The Center for Applied Nonviolent Actions and Strategies (CANVAS), a Serbian non-governmental organization, strongly denied the allegations of the Georgian security services that it was fomenting violent unrest in Georgia.

In an official statement, CANVAS said all of its programs and trainings, taught in over 50 countries, are based on the non-violent struggle curriculum that is publicly available online.

The statement reads that the State Security Service of Georgia “decided to create a national controversy out of nothing” since the content of the training course was previously known, held at a public location, and aimed “to support civil society organizations in Georgia to better equip them with tools and knowledge on community organization and advocating for positive social changes.”

The statement further says “no legal documents presenting an investigation” were given to the three CANVAS trainers that were interrogated on September 29, and neither could they make a statement since they were bound by non-disclosure rules.

The organization says the recent statements by SSSG are part of a “larger smear campaign that Georgian security agencies are conducting against civil society in Georgia and the CANVAS staff in Tbilisi” and links them “with successful civic campaign carried out in Tbilisi from February to March of 2023 against the so-called “Russian Law.”

The organization called on Georgia’s international partners “to take note” of these developments and to communicate about their inadmissibility to the Georgian officials while pledging to continue  to “support Georgian civil society organizations and the people of Georgia to secure the future they determine and deserve.”

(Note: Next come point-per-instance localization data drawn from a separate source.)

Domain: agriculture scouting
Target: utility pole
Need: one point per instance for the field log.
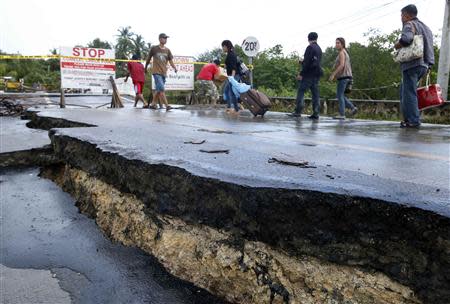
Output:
(444, 53)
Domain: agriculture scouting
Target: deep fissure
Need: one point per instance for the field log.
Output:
(249, 234)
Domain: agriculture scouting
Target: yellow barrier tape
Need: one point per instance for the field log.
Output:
(23, 57)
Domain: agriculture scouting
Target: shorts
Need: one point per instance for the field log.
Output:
(160, 81)
(207, 89)
(138, 87)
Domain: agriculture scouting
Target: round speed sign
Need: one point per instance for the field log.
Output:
(250, 46)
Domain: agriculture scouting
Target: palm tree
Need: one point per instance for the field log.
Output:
(124, 44)
(139, 45)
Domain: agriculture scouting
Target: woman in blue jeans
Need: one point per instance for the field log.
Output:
(343, 73)
(231, 66)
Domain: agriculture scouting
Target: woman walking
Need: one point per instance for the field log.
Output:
(231, 66)
(343, 74)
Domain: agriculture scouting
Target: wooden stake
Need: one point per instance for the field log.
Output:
(116, 101)
(62, 101)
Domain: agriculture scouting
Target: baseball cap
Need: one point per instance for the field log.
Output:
(312, 36)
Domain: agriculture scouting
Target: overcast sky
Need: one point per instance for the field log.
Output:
(33, 27)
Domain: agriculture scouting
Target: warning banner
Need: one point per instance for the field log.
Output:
(84, 68)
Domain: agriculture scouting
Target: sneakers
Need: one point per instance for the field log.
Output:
(313, 117)
(339, 117)
(405, 124)
(294, 114)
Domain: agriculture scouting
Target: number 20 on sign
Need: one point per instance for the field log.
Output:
(250, 46)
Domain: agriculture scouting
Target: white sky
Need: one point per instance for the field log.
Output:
(33, 27)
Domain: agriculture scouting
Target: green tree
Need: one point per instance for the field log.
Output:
(99, 44)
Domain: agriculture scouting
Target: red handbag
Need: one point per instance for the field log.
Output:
(429, 96)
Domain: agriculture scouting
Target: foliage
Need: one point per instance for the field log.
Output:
(274, 72)
(99, 44)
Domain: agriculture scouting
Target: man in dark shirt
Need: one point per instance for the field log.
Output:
(205, 88)
(137, 73)
(415, 69)
(309, 77)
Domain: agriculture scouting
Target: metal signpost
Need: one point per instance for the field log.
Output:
(250, 46)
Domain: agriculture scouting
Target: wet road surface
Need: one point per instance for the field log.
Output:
(363, 158)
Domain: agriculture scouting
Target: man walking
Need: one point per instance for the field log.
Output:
(206, 89)
(137, 73)
(415, 69)
(309, 77)
(161, 55)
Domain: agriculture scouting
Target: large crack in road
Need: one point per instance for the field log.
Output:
(257, 244)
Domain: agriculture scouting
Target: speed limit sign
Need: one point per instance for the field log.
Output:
(250, 46)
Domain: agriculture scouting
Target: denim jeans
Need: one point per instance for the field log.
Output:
(340, 95)
(160, 81)
(408, 94)
(313, 85)
(232, 100)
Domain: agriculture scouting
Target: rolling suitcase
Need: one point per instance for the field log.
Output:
(256, 102)
(429, 96)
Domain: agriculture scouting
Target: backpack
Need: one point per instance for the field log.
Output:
(243, 71)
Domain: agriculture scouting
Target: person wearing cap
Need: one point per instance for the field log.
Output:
(309, 77)
(161, 56)
(414, 69)
(137, 73)
(205, 87)
(231, 66)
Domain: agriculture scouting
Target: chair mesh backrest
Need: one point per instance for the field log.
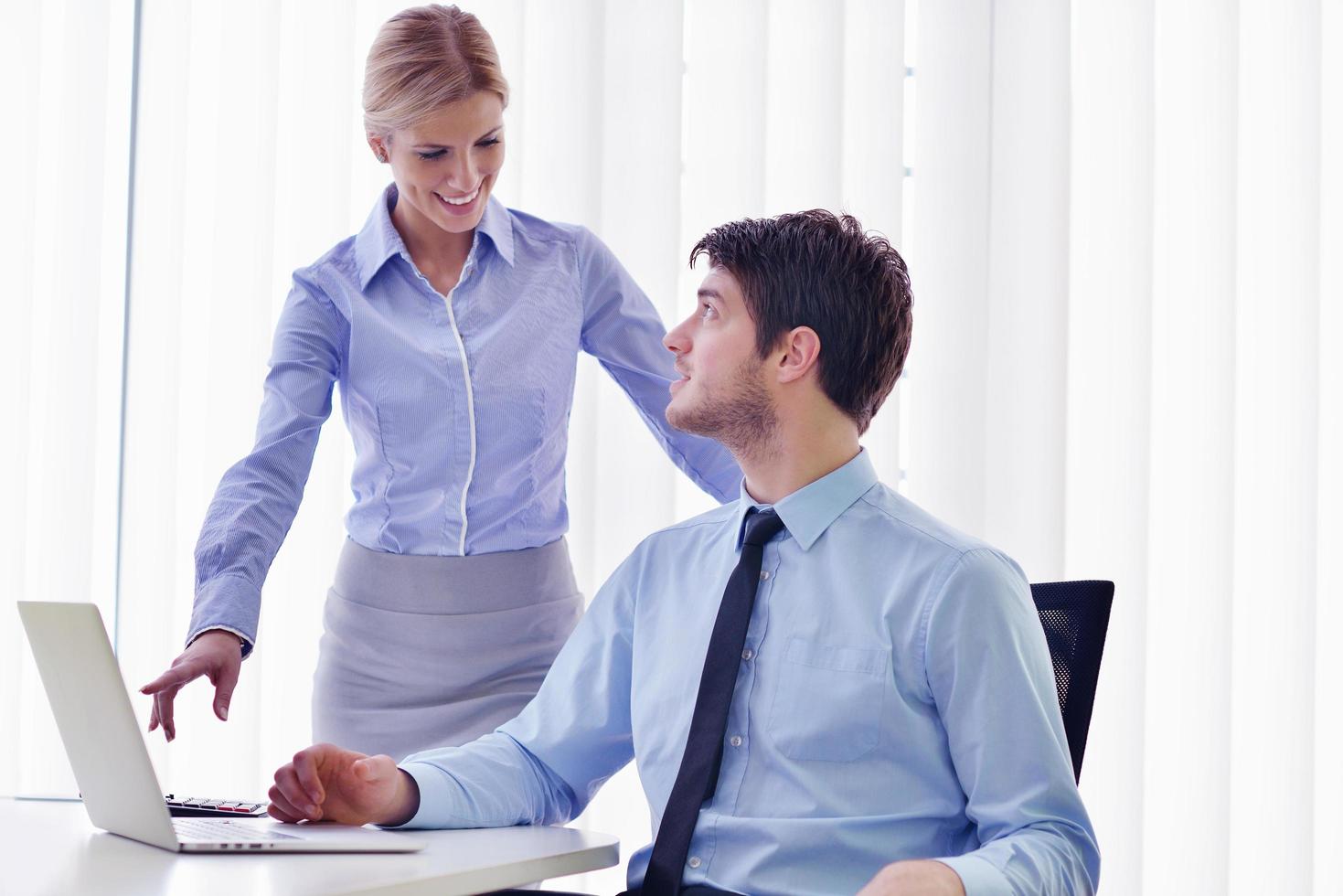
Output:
(1074, 617)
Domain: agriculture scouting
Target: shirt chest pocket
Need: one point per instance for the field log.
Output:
(829, 700)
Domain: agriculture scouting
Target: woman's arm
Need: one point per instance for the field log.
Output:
(258, 497)
(255, 503)
(622, 329)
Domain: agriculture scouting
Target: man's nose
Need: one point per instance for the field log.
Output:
(678, 338)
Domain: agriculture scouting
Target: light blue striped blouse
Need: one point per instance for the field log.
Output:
(458, 406)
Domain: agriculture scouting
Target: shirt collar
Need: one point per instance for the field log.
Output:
(378, 240)
(810, 511)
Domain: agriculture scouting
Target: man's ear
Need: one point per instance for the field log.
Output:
(801, 355)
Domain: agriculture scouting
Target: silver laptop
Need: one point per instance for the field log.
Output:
(112, 764)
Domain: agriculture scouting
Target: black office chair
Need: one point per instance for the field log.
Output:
(1074, 615)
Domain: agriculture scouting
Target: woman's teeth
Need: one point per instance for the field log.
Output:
(460, 200)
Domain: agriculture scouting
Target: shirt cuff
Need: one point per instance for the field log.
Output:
(227, 602)
(438, 795)
(978, 875)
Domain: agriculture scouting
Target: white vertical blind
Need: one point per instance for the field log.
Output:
(948, 260)
(1025, 359)
(1107, 508)
(1328, 610)
(1122, 229)
(1191, 469)
(63, 251)
(1277, 311)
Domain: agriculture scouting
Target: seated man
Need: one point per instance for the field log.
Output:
(825, 688)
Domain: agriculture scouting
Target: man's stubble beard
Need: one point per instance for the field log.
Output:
(741, 414)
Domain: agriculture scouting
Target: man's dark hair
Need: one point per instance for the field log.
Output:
(821, 271)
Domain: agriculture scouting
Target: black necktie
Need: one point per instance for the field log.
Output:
(698, 774)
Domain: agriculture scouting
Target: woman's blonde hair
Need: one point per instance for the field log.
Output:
(422, 59)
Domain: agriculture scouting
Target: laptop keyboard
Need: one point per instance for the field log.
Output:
(202, 830)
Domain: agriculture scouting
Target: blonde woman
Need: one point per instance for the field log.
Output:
(452, 325)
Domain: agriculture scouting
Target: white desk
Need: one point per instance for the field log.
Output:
(51, 848)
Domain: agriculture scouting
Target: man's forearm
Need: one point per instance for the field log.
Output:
(406, 802)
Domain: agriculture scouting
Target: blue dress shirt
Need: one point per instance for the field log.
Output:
(895, 700)
(458, 406)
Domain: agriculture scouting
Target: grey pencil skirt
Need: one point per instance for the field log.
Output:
(422, 652)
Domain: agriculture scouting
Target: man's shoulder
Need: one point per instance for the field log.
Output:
(700, 528)
(881, 508)
(905, 528)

Šikman: accusations “make no sense”

Siniša Šikman, one of the CANVAS trainers who was interrogated by the Georgian security service, told the Voice of America (VoA), “The worst thing in this accusations is that allegedly we are trying to foment some kind of violence in Georgia. This makes no sense. From the times of our struggle against [Yugoslav/Serbian strongmen Slobodan] Milošević, our key principle was that of non-violence.”

The activist says the Georgian security officers in their presentation “pulled out context some of the more dramatic depictions of our personal struggle” against Milošević. “They are not worried that we are going to kick the British out of Georgia simply because we also mentioned the example of the Boston Tea Party, are they?” asked Šikman, ironically.

He also recalled that he was being interviewed by security officials for six-and-a-half hours and his two colleagues for a slightly shorter period of time. According to Šikman, Geogian officers presented no official charges and gave no formal instructions. They were able to depart Tbilisi on a scheduled flight the next morning.

“Whatever the charges are, I am not concerned because these are lies,” Šikman told VoA, adding that the video materials “are pulled out of context and edited in a biased fashion, and I can prove that.”